A low-profile scientist Niko Tatopoulos is summoned by the United States Army during extensive nuclear testing in the South Pacific Ocean to shed light on a fishing ship’s mysterious attack. They discover that there have been ominous sightings of a gargantuan sea dragon.
Before long, a mutated scaly nightmare in Godzilla’s shape is a massive and all-powerful radioactive sauroid that threatens to level the rain soaked New York City. The backdrop of a crippling bureaucracy and the military’s attempts to stop the invincible beast prove futile. It is now up to Niko, Philippe, Audrey, and Victor to put an end to Godzilla’s reign of terror before it’s too late.
Many say that the rain throughout Godzilla makes the special effects easier to obscure. If one never gets a clear view of the monster, how will they see its face created by schlocky special effects? The answer is that this movie needs to be watched with an open heart and mind.
It is certainly no Jurassic Park by Steven Spielberg, but Roland Emmerich has nevertheless done a decent job in creating this monster film. Several criticisms of the film were given about how some facts were left unexplained but that is because this film was seen with a seriousness that it does not really preach. None of what they say prevents us from enjoying and absorbing its campy fun.
It certainly has a good cast of Matthew Broderick, Jean Reno, Maria Pitillo, and Hank Azaria, who everyone loves. Furthermore, there is a strong bandwagon effect on this film. This means that people who haven’t watched it often refuse to, based on critics’ comments, referring to it as their personal opinion.
Another point of criticism has been from a small crowd of purist fan-boys who simply disliked the movie because the massive monster’s appearance wasn’t a man in a rubber suit but rather special effects. Besides these, Emmerich gives viewers an epic, expensive-looking film that manages to include several genres within it. It features more coherent dialogues and subplots than the original Toho Godzilla film.
Snakes on a Plane (2006)
A young lad Sean Jones, while practicing motocross in Hawaii, witnesses a powerful mobster Eddie Kim murdering an American prosecutor.
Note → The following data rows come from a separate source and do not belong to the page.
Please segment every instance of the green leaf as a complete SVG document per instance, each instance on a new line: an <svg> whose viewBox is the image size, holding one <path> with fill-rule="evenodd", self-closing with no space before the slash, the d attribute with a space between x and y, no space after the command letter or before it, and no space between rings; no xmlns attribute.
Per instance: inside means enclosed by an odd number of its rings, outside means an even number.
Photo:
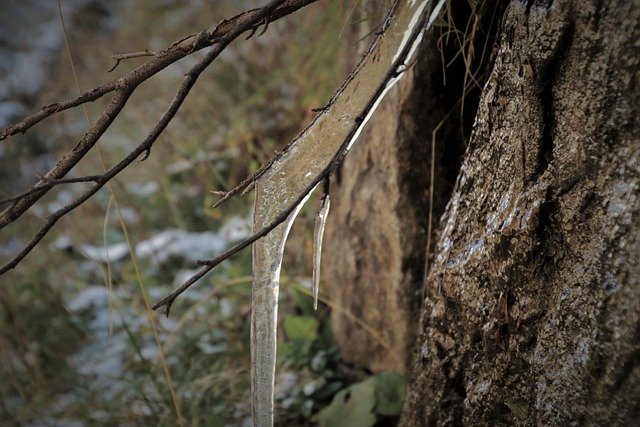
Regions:
<svg viewBox="0 0 640 427"><path fill-rule="evenodd" d="M313 342L318 338L318 319L311 316L289 316L283 320L284 331L290 340Z"/></svg>
<svg viewBox="0 0 640 427"><path fill-rule="evenodd" d="M402 412L406 381L404 376L383 372L373 377L375 380L376 413L399 415Z"/></svg>
<svg viewBox="0 0 640 427"><path fill-rule="evenodd" d="M372 427L376 423L375 404L375 380L369 378L336 394L314 421L331 427Z"/></svg>

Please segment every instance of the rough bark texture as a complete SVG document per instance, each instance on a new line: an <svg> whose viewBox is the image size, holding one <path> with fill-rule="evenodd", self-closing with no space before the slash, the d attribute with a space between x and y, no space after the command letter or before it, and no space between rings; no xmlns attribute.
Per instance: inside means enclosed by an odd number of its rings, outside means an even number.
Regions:
<svg viewBox="0 0 640 427"><path fill-rule="evenodd" d="M639 40L638 1L510 3L404 425L640 419Z"/></svg>

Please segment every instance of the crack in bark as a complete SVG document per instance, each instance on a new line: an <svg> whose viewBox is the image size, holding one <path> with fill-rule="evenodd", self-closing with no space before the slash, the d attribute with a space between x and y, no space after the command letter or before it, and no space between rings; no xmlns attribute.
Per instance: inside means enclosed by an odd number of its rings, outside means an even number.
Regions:
<svg viewBox="0 0 640 427"><path fill-rule="evenodd" d="M602 10L604 6L604 0L596 0L593 13L593 29L600 28L600 20L602 19Z"/></svg>
<svg viewBox="0 0 640 427"><path fill-rule="evenodd" d="M549 59L540 67L538 82L540 85L539 99L542 107L542 141L540 152L538 153L538 167L534 175L534 180L542 176L553 160L553 134L557 125L553 88L557 81L558 71L573 43L574 34L575 24L570 22L563 28L560 39Z"/></svg>

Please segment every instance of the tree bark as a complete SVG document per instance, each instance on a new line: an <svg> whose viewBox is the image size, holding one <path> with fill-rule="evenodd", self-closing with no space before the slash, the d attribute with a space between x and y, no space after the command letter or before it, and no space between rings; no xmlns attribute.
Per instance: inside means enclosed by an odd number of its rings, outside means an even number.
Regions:
<svg viewBox="0 0 640 427"><path fill-rule="evenodd" d="M638 2L513 2L426 283L405 425L640 415Z"/></svg>
<svg viewBox="0 0 640 427"><path fill-rule="evenodd" d="M430 71L404 82L332 187L331 295L391 350L354 338L339 314L336 335L374 370L400 369L417 341L404 425L630 424L640 2L512 1L501 28L450 197L455 156L436 147L434 196L449 200L419 322L430 130L445 115L429 101L440 87L433 40L420 60Z"/></svg>

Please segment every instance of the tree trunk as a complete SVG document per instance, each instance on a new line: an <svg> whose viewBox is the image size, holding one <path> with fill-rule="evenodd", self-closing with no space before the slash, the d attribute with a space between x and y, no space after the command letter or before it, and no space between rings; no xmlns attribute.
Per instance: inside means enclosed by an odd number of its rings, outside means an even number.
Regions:
<svg viewBox="0 0 640 427"><path fill-rule="evenodd" d="M509 3L450 195L462 140L436 139L434 211L448 204L419 322L431 130L447 111L435 40L351 153L325 273L389 350L334 325L374 370L417 342L404 425L640 417L638 40L637 0Z"/></svg>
He is then persuaded by an FBI agent named Neville Flynn to testify against Kim in LA.
They board the Red Eye Flight 121of Pacific Air, occupying the entire first-class section. However, Eddie dispatches hundreds of different species of snakes airborne with a time operated device in the luggage to release them into the flight. He intends for the plane to crash. Neville and the passengers enter a world of struggle with the snakes to survive.
For several critics, this film was just absorbing that its title did not allude to any deeply embedded allegory or metaphor but was merely referring to snakes on a plane. A unique feature of this film was that the media did not receive any exclusive clips or previews of the film. The fans and viewers were the first ones to view it.
Theoretically, this movie is the first Wikipedia film to be created by the users themselves. The writers supposedly scanned fan sites and blogs for what content to include in the script and agreed to a lucky blogger’s suggestion. Although critics might grumble while buying a ticket to watch this film, there is an undeniably simple but ridiculous brilliance in the image of all those snakes slithering around the airplane seats.
The CGI snakes might be shudder-inducing; nevertheless, there is something cheerfully ridiculous about the film for which viewers must watch it at least once. How it switches to rubber snakes during hand-to-hand combat is rather comical and creative at the same time. The action is way over the top, but it is still worth watching for its handful of great moments containing low brow comedy.